No wonder, then, that Britten assumes a greater importance than he otherwise would: if a less consistent composer than Elgar, he remains, perhaps even in Gloriana, several cuts above most of the ‘English choral tradition’. In The Turn of the Screw, moreover, Britten shows himself by any reasonable standards a true musical master. There are even references and connections to some musical developments from ‘abroad’. The problem of ‘abroad’ was of course part of the composer’s tragedy too: who knows what so prodigiously talented a musician might have accomplished had he not been thwarted in his desire to study with Berg?
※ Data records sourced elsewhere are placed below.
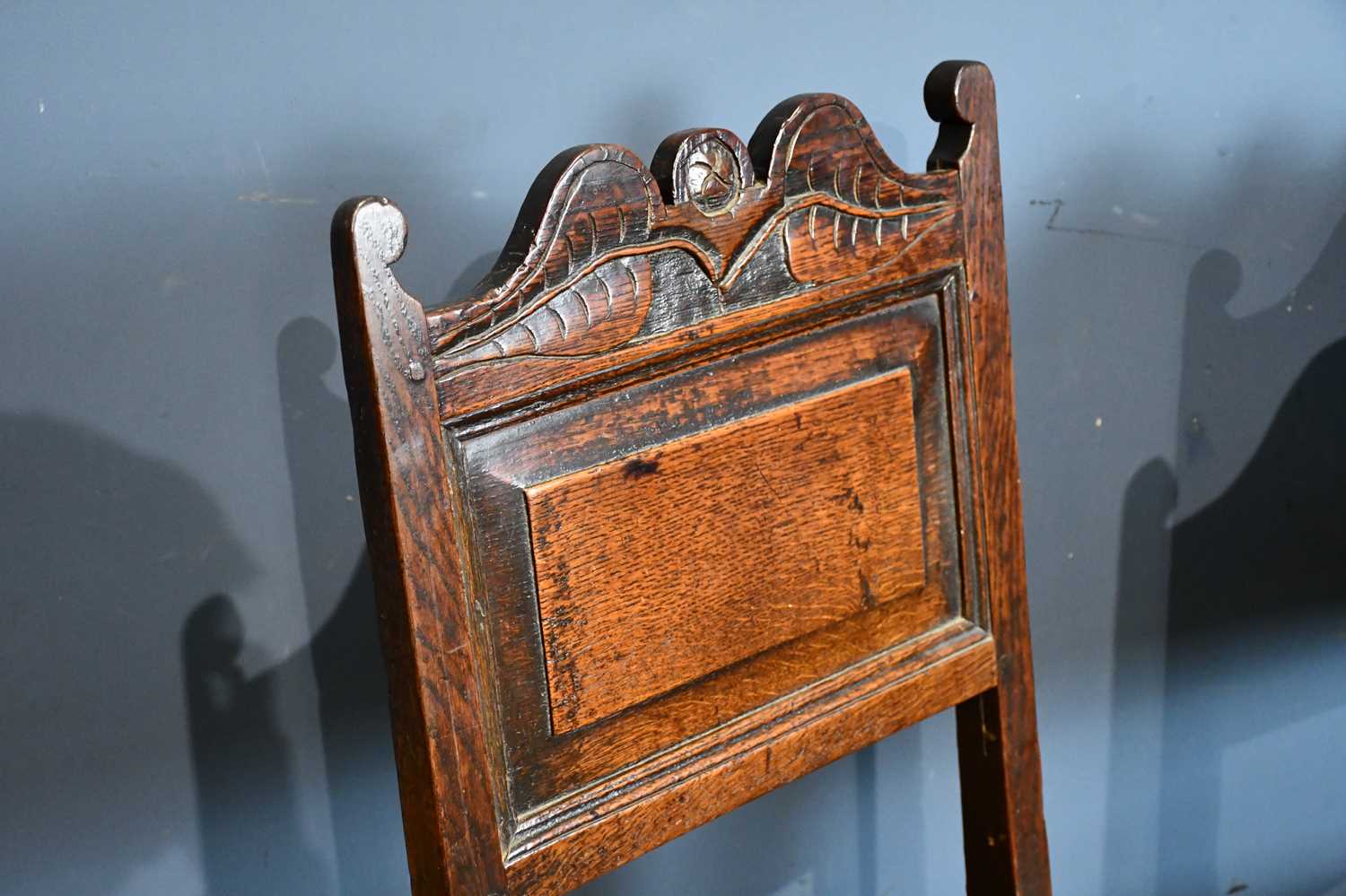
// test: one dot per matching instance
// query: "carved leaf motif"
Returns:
(602, 309)
(826, 244)
(864, 215)
(603, 201)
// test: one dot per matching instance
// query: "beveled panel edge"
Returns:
(956, 661)
(711, 339)
(941, 285)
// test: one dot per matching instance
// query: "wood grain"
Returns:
(1004, 833)
(747, 535)
(614, 495)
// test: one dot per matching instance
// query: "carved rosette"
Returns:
(581, 274)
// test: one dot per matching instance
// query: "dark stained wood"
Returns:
(438, 718)
(808, 514)
(708, 483)
(1004, 836)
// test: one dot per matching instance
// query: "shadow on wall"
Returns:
(237, 748)
(1230, 640)
(104, 549)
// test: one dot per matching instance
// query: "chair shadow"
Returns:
(1230, 621)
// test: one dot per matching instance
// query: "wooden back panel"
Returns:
(710, 482)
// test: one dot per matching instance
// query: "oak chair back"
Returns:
(710, 482)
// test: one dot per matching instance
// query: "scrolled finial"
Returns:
(961, 96)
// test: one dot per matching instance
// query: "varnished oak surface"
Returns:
(710, 482)
(808, 514)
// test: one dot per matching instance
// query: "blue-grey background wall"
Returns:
(191, 699)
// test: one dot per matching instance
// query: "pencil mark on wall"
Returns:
(1057, 204)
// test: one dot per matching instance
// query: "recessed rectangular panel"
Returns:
(669, 564)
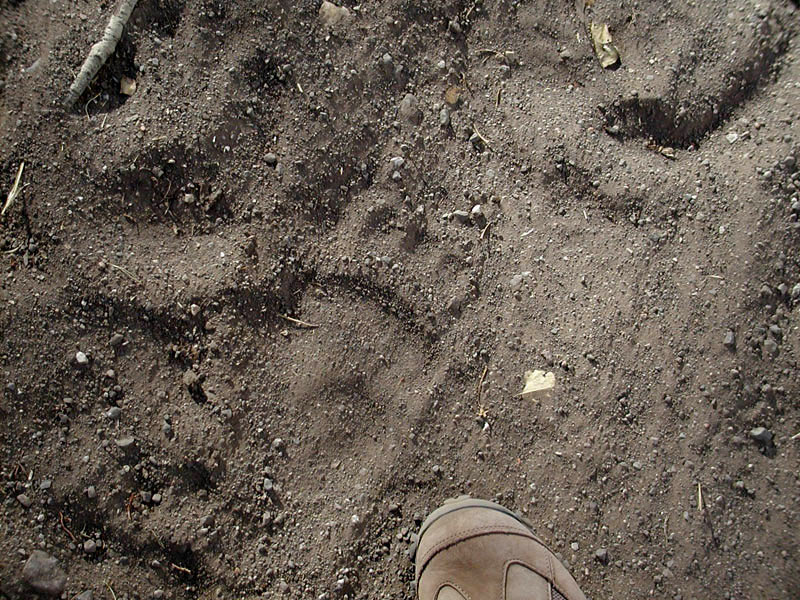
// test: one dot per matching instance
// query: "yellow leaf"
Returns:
(538, 384)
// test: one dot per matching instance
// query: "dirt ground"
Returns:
(254, 327)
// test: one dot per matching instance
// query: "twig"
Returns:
(483, 139)
(124, 270)
(700, 506)
(100, 52)
(12, 195)
(179, 568)
(65, 528)
(298, 322)
(110, 589)
(129, 504)
(480, 383)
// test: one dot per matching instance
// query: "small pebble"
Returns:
(761, 434)
(730, 340)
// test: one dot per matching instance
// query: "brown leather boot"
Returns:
(478, 550)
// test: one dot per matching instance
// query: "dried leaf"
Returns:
(127, 86)
(667, 151)
(604, 46)
(538, 384)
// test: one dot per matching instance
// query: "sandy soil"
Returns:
(253, 327)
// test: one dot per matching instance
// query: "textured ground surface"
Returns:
(630, 221)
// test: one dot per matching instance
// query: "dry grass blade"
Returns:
(298, 322)
(12, 195)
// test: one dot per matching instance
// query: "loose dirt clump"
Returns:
(262, 315)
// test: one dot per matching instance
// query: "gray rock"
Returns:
(207, 521)
(387, 64)
(126, 443)
(409, 110)
(730, 340)
(761, 434)
(42, 573)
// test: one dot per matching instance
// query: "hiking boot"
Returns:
(478, 550)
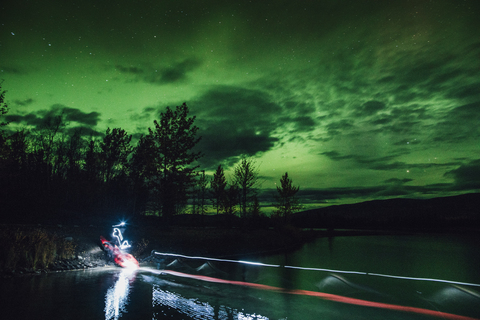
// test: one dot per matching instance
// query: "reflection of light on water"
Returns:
(116, 298)
(196, 309)
(191, 307)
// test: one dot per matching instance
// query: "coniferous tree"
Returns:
(287, 202)
(174, 137)
(246, 179)
(217, 189)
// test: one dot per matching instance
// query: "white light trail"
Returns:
(322, 269)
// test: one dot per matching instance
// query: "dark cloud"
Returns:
(369, 108)
(132, 70)
(11, 70)
(460, 124)
(174, 73)
(23, 103)
(44, 117)
(234, 121)
(339, 127)
(84, 132)
(334, 155)
(467, 176)
(74, 114)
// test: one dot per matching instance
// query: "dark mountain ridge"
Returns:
(462, 211)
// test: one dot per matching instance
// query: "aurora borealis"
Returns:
(356, 100)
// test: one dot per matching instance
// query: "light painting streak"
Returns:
(325, 270)
(325, 296)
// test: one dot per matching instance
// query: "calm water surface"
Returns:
(226, 290)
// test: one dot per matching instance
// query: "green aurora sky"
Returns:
(357, 100)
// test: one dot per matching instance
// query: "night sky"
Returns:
(357, 100)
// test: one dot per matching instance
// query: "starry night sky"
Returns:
(357, 100)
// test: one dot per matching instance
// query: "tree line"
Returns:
(50, 173)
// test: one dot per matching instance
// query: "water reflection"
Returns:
(116, 298)
(194, 308)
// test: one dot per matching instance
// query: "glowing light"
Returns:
(118, 234)
(215, 259)
(326, 296)
(116, 298)
(322, 269)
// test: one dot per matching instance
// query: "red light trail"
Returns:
(325, 296)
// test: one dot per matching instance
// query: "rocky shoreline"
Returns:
(189, 241)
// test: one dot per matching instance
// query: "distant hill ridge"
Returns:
(443, 212)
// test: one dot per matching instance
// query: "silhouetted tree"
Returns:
(174, 137)
(217, 189)
(143, 173)
(246, 179)
(115, 151)
(230, 199)
(287, 203)
(3, 106)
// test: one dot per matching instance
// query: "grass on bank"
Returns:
(32, 249)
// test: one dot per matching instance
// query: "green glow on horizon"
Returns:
(345, 96)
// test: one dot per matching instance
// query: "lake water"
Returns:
(361, 277)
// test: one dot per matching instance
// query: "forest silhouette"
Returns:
(58, 174)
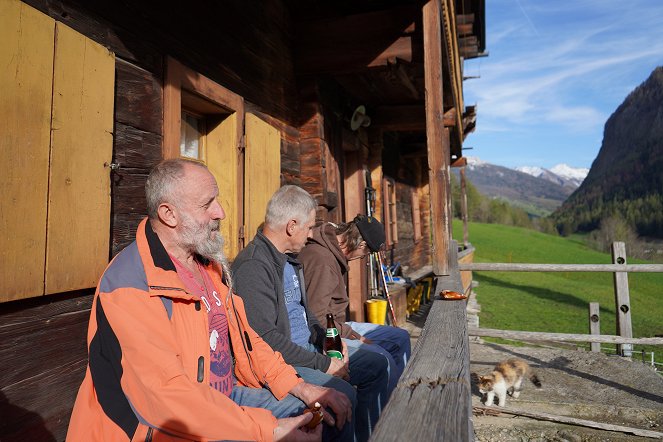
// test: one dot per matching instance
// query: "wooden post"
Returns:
(622, 302)
(437, 136)
(594, 325)
(463, 207)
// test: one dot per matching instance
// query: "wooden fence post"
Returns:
(594, 325)
(622, 302)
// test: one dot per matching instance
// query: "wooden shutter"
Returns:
(223, 163)
(262, 175)
(26, 78)
(81, 148)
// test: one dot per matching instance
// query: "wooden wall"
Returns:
(43, 352)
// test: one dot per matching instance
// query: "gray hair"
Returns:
(162, 183)
(350, 235)
(287, 203)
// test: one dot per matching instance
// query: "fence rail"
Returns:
(517, 267)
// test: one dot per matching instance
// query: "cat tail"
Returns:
(535, 380)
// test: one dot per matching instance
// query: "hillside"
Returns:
(537, 196)
(625, 178)
(555, 302)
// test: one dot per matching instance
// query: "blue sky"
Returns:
(556, 70)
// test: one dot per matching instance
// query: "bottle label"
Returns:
(335, 354)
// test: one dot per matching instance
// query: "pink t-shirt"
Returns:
(221, 369)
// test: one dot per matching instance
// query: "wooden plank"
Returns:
(518, 267)
(223, 161)
(81, 149)
(437, 136)
(26, 76)
(39, 409)
(433, 398)
(562, 337)
(594, 324)
(262, 173)
(59, 328)
(354, 184)
(351, 43)
(622, 301)
(572, 421)
(139, 97)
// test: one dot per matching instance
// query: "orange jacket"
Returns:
(148, 369)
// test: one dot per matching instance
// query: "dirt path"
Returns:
(578, 384)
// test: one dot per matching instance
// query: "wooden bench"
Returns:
(432, 401)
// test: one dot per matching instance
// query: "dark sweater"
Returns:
(325, 268)
(258, 280)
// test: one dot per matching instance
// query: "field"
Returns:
(556, 302)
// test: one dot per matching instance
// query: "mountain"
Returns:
(626, 178)
(562, 174)
(537, 195)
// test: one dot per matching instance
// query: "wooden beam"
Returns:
(354, 43)
(560, 337)
(406, 118)
(571, 420)
(438, 137)
(518, 267)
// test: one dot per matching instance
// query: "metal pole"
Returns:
(386, 290)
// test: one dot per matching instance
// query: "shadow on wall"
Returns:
(18, 424)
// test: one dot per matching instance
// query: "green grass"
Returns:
(556, 302)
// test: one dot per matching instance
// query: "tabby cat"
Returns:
(507, 377)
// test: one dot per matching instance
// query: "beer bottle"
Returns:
(333, 346)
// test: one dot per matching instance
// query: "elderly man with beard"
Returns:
(271, 282)
(171, 353)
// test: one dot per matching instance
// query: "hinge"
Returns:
(242, 144)
(240, 237)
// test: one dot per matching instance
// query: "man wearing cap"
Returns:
(325, 259)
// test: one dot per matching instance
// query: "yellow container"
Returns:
(377, 311)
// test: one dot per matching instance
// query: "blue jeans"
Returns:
(292, 406)
(391, 342)
(369, 374)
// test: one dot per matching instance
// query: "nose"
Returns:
(217, 211)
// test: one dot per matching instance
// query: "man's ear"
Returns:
(167, 214)
(290, 227)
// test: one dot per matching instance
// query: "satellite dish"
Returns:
(359, 118)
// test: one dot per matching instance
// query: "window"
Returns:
(416, 215)
(390, 212)
(206, 122)
(193, 135)
(55, 147)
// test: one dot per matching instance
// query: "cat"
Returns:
(507, 377)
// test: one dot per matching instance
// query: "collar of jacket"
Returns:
(325, 236)
(160, 271)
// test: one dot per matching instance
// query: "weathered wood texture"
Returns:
(574, 421)
(137, 148)
(562, 337)
(438, 137)
(43, 355)
(516, 267)
(595, 324)
(622, 298)
(253, 59)
(433, 398)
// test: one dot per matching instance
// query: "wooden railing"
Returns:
(432, 401)
(624, 338)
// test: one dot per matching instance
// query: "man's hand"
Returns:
(339, 369)
(291, 429)
(328, 398)
(365, 340)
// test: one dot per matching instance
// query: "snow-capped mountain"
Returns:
(538, 195)
(562, 174)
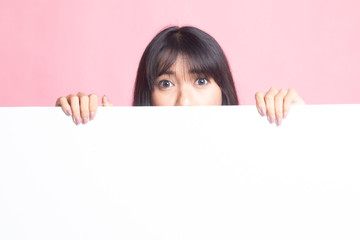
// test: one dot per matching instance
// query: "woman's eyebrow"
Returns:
(195, 71)
(168, 72)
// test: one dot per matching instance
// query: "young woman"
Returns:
(184, 66)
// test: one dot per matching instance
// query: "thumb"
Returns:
(106, 102)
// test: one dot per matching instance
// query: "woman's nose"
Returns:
(185, 97)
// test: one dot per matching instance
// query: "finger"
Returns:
(84, 107)
(270, 105)
(74, 102)
(64, 104)
(106, 102)
(260, 103)
(291, 97)
(279, 102)
(93, 105)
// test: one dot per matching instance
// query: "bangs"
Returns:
(198, 59)
(202, 56)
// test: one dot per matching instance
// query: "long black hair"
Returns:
(201, 50)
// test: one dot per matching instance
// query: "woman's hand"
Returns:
(275, 104)
(81, 107)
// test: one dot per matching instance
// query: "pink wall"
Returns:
(52, 48)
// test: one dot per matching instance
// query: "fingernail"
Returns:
(77, 121)
(92, 115)
(285, 115)
(278, 121)
(271, 119)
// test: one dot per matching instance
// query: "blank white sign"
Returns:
(180, 173)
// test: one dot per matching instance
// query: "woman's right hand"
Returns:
(81, 107)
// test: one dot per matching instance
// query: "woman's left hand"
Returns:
(275, 104)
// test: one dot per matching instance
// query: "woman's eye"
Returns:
(202, 81)
(165, 84)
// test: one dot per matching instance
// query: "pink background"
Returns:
(50, 48)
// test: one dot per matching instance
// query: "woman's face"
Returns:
(180, 86)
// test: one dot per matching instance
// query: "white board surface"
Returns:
(180, 173)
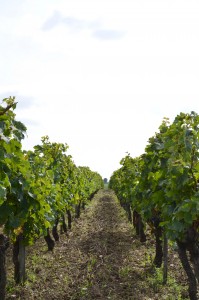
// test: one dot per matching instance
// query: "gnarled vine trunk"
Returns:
(49, 241)
(4, 243)
(19, 259)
Perhaps he might then, however, have put himself utterly beyond the pale for the English musical nationalists. It would have been all the better for him if he had.

 
In a sense, Britten may have been born too early – though Elgar had, admittedly, managed to deal with not dissimilar problems rather more successfully. The next generation, that of the Manchester School, found it far easier to consider itself one of composers rather than ‘English composers’. There may be certain ‘English’ qualities and interests, but no one would overemphasise their importance, and they would doubtless go unnoticed by the devotees of Sir Edward Bairstow. (Don’t ask!) Needless to say, the music of Birtwistle, Goehr, and Davies is eclipsed by the likes of John Rutter’s pop-like chirpiness or, still worse, the soft-centred clusters of fellow Anglophone, Eric Whitacre; or rather, it does, to the bemusement of the rest of us, in a strange, almost hermetically-sealed world for which Britten remains an example of music as ‘modern’ as would be seemly. Rescue him from the clammy clutches of his devotees, and we might yet have the opportunity of a truer re-assessment.